From 1988 to 1993, Salzberger studied at Oxford University, where he was awarded a Senior Scholarship at Lincoln College. His doctoral dissertation, "Economic Analysis of the Doctrine of Separation of Powers: The Independence of the Judiciary", included an empirical study of judicial promotions in the UK.
Salzberger was the Jerusalem branch coordinator and an elected member of the board of directors of the Association for Civil Rights in Israel (1984–1988). Other public activities include membership in the public council of the Israeli Democracy Institute, a state commission for reforming performers' rights in Israel, and membership in a Ministry of Education supervisory committee for the civics curriculum. He is a member of the University of Haifa Board of Governors, Senate, and Executive Committee.
Salzberger is married to Professor Fania Oz-Salzberger. They have twin sons: Dean and Nadav.[1]
Salzberger has taught at the Faculty of Law at the University of Haifa since 1993 (tenured senior lecturer in 1999, associate professor in 2004 and full professor in 2011). He was elected vice Dean (2002–2005) and Dean of the Faculty of Law (2005–2008).

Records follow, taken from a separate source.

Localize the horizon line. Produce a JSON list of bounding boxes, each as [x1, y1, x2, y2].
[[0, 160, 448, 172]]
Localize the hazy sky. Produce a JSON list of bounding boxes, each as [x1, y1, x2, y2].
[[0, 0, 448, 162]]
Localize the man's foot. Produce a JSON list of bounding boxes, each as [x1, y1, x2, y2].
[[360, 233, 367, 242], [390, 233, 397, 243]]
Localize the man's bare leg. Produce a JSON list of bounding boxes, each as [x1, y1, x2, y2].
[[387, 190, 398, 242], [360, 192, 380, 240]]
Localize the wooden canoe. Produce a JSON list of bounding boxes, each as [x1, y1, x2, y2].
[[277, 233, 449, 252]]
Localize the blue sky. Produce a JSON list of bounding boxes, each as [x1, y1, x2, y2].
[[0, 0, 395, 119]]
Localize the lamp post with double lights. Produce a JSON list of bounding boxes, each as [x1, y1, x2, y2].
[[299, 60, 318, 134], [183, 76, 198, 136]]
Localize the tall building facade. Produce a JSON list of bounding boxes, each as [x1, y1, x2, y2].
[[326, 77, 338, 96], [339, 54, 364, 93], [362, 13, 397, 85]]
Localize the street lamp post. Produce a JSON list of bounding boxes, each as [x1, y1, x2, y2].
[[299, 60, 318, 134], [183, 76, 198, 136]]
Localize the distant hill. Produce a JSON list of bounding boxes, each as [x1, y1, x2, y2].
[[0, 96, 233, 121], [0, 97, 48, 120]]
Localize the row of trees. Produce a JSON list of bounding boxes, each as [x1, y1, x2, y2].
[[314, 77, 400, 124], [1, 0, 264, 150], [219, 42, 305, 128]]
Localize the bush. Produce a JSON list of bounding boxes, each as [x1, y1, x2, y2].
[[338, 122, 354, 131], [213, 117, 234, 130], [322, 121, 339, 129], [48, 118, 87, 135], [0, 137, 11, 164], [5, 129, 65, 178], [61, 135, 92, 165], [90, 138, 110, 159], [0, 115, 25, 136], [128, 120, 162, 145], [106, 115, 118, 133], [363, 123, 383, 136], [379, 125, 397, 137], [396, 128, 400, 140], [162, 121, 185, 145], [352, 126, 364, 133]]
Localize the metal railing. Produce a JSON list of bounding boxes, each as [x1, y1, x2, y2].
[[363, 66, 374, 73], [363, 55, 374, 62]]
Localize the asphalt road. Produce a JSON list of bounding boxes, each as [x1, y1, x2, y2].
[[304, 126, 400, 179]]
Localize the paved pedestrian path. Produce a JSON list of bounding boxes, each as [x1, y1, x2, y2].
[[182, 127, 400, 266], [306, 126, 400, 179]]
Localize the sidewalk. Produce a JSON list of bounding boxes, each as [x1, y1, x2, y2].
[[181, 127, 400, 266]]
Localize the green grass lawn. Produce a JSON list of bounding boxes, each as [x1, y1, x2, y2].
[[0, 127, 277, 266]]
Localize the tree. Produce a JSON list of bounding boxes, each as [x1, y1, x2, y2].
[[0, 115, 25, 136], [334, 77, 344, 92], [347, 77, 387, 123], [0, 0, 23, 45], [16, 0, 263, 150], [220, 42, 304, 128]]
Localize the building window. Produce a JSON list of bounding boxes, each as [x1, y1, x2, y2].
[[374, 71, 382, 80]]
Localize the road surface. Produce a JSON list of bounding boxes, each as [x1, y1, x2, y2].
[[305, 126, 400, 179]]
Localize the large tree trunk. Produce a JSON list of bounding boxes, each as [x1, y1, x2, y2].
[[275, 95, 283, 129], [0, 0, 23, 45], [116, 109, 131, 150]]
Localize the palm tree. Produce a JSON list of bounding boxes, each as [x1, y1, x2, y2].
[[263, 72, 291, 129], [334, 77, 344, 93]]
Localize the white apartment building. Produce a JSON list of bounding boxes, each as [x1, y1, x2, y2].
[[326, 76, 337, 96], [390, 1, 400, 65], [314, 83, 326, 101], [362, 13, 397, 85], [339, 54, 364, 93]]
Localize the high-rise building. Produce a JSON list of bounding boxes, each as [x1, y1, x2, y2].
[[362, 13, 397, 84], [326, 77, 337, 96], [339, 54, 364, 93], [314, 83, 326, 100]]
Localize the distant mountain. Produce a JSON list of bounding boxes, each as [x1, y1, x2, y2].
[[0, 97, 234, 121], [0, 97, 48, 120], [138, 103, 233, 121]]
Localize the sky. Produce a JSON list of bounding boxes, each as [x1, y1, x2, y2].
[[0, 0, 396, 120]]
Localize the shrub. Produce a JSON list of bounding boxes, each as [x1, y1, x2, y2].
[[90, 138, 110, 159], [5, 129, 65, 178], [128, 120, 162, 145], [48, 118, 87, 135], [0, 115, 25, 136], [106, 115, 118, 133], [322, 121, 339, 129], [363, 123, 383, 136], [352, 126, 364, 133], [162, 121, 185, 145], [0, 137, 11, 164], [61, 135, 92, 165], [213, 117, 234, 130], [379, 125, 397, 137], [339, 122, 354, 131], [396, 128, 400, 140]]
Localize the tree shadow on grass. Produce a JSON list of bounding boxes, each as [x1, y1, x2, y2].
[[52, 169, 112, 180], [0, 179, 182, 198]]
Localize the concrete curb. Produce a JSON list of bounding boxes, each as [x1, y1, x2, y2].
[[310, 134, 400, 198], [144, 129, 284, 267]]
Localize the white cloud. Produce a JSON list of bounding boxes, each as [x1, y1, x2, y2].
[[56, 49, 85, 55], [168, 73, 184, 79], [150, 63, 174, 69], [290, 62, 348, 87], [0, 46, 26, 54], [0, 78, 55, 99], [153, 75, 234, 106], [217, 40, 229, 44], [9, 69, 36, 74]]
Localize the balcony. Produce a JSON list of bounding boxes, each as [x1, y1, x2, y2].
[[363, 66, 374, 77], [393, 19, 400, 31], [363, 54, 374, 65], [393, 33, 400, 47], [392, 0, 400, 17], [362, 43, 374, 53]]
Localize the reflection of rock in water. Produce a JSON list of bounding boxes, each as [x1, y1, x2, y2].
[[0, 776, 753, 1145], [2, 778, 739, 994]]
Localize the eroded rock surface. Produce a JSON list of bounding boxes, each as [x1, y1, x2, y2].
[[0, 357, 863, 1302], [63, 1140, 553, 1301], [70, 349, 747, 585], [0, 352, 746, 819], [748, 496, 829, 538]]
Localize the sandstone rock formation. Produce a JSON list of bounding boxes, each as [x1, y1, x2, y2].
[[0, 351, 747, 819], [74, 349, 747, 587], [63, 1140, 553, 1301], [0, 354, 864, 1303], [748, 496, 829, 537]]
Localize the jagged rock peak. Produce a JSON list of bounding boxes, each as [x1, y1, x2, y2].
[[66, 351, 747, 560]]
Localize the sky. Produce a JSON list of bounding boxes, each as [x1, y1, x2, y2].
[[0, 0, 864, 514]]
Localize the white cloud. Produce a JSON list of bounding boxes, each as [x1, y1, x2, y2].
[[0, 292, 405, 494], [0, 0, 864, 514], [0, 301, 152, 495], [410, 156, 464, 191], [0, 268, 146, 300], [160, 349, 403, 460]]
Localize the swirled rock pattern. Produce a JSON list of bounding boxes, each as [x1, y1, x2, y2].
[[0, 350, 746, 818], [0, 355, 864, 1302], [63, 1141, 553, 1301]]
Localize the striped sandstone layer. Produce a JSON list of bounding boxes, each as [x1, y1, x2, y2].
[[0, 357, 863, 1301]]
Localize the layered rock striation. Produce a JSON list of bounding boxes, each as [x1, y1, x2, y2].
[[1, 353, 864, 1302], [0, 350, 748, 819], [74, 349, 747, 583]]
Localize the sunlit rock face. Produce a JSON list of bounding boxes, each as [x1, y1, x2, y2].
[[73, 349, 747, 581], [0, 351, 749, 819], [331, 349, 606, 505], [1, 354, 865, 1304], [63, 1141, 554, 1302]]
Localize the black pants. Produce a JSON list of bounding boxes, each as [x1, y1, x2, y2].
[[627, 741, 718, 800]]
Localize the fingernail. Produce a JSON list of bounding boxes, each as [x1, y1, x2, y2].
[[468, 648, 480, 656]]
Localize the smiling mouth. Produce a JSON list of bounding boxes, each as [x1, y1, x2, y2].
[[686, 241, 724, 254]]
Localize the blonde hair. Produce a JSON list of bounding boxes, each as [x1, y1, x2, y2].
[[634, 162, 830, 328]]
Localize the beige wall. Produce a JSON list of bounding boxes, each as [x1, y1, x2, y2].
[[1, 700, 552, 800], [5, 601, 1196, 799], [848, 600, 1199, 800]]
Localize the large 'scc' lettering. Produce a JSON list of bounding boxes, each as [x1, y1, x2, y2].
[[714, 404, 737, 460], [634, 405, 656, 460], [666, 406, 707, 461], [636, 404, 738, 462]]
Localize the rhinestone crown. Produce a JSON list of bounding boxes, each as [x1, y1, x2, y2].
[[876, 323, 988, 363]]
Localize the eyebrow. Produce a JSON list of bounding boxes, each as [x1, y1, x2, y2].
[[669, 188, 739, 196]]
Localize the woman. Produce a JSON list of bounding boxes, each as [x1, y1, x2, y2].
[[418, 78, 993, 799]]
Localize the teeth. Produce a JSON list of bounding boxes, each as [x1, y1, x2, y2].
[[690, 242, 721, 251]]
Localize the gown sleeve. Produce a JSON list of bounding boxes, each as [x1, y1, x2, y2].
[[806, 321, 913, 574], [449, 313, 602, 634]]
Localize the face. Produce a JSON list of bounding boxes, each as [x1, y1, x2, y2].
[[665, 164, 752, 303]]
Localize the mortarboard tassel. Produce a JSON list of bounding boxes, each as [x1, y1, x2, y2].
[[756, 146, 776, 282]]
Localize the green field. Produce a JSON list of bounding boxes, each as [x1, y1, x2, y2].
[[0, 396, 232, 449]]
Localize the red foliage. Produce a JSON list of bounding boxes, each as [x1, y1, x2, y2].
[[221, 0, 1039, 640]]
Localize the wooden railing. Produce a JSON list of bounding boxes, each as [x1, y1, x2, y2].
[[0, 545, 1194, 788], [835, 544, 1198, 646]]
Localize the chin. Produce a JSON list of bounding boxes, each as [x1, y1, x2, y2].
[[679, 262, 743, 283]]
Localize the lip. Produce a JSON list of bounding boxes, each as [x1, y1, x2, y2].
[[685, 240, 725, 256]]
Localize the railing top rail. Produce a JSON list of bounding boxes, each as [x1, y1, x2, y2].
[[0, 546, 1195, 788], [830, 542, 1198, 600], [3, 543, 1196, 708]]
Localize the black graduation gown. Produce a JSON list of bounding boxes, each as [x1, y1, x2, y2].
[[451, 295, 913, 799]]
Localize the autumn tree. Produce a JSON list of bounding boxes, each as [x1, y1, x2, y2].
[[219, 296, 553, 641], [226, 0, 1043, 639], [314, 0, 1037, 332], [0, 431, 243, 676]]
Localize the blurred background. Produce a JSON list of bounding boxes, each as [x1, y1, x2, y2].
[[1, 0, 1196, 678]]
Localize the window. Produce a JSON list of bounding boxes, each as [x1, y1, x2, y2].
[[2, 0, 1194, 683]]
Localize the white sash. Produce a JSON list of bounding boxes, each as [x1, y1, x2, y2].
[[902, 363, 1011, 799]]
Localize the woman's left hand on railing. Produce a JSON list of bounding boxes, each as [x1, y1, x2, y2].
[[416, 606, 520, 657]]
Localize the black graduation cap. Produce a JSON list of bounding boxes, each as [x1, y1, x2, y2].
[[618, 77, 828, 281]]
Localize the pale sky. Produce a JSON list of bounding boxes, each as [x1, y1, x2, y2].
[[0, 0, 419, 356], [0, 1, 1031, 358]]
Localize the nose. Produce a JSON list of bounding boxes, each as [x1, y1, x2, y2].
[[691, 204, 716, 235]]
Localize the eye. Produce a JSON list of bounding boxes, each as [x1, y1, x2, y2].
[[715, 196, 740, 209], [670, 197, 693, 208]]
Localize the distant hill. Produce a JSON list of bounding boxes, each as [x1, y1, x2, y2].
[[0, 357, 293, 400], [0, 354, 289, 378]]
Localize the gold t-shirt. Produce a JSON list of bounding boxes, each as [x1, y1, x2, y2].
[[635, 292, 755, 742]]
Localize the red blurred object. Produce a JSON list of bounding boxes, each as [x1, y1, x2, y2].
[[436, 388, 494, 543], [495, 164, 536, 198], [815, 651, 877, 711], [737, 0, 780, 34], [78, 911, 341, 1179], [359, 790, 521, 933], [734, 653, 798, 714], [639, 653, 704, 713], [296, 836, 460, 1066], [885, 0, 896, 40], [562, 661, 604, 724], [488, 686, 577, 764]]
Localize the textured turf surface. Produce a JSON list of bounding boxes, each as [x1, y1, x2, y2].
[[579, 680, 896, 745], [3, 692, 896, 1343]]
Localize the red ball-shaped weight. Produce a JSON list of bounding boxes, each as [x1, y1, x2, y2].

Salzberger was the founder and a co-director of the Center for the Study of Crime, Law, and Society. He also served as co-editor of the Haifa Law Faculty's journal "Mishpat Umimshal" (Law and Government) for four years. Recently (2012), a team led by him won a competition for a new Minerva research center on the rule of law under extreme conditions. Salzberger's research and teaching areas are legal theory and philosophy, economic analysis of law, legal ethics, intellectual property and cyberspace, and the Israeli Supreme Court. He was a visiting professor at Princeton University, the University of Connecticut School of Law, UCLA Law School and a number of European law schools including Humboldt University in Berlin, Hamburg, Utrecht, Torino, Aix-Marseilles, St. Gallen, and Munich.[2][3]
He was the first Israeli to serve as a member of the steering committee, and subsequently as the President, of the European Association for Law and Economics (EALE). He also served on the EALE board of European master's degree in Law and Economics.
Salzberger received numerous fellowships and prizes, notably the Rothschild, Fulbright, and British Council Fellowships, and research grants from the Minerva Foundation, the Israel Science Foundation, EU 7th research program, and the German-Israeli Foundation. He received an honorary doctorate from the University of Hamburg in June 2019.[4]